Bio-Tox denies any misconduct. Representatives say they are retesting cases Layton handled. Several hundred they’ve checked so far have been consistent with the initial results, company officials have said.
However, in Riverside County, Supervising Deputy Public Defender Christine Voss said her office got a different test result than Layton reported in one DUI case.
That case was dismissed – not because of Layton’s analysis but because of Riverside County Superior Court overcrowding.
“We’re trying to unravel the degree of the problem,” Voss said. “[Layton’s] admissions clearly raise concerns for cases. We have a situation where many people have pled guilty and gone to trial based on his test results.”
She said her office might attempt to get convictions overturned depending on what the investigation reveals.
The controversy sparked in December when Riverside prosecutors conducted a background check on 30-year-old Layton when he was listed as a potential witness for misdemeanor DUI trials. During the check, they came across results of polygraph tests Layton took while applying for an Ohio police department job in 2003. They found that he admitted to lying about conducting tests for Colorado criminal cases while working for Denver-based Forensics Laboratories Inc. in 2001. Layton also acknowledged forging supervisors’ signatures on lab documents to make it falsely appear he had checked test results.
Layton was fired from Forensics Laboratories for unrelated reasons.
Riverside prosecutors alerted defense attorneys and the court. They also told Denver authorities, who said they are investigating thousands of cases Layton tested there. He has not been prosecuted in connection with his forensic testing.

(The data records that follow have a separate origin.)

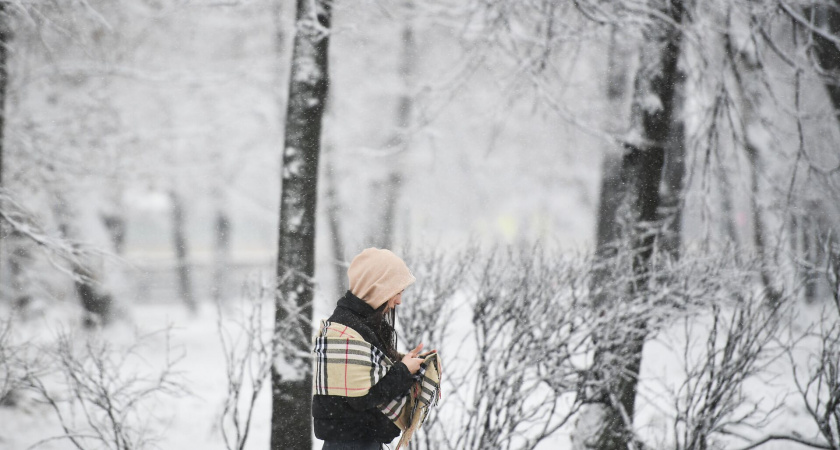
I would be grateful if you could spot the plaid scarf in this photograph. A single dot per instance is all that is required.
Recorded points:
(347, 365)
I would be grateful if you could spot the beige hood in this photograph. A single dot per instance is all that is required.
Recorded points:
(376, 275)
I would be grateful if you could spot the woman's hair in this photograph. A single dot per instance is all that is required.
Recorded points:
(382, 324)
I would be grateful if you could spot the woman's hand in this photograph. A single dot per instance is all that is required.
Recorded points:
(412, 361)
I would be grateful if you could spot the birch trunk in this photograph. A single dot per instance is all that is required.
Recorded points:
(399, 142)
(827, 53)
(746, 70)
(291, 379)
(5, 37)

The Riverside County Public Defender’s office had gone to court Wednesday seeking a list of all cases Layton had worked on, including tests in San Bernardino and San Diego counties. But Judge Jorge Hernandez ordered Bio-Tox to itemize only Riverside County cases. He ordered Bio-Tox to submit the case list by April 30.
Hernandez said it didn’t appear that the company was trying to hide information and he wanted defense lawyers to show evidence of problems with Layton’s work before ordering case information from other counties.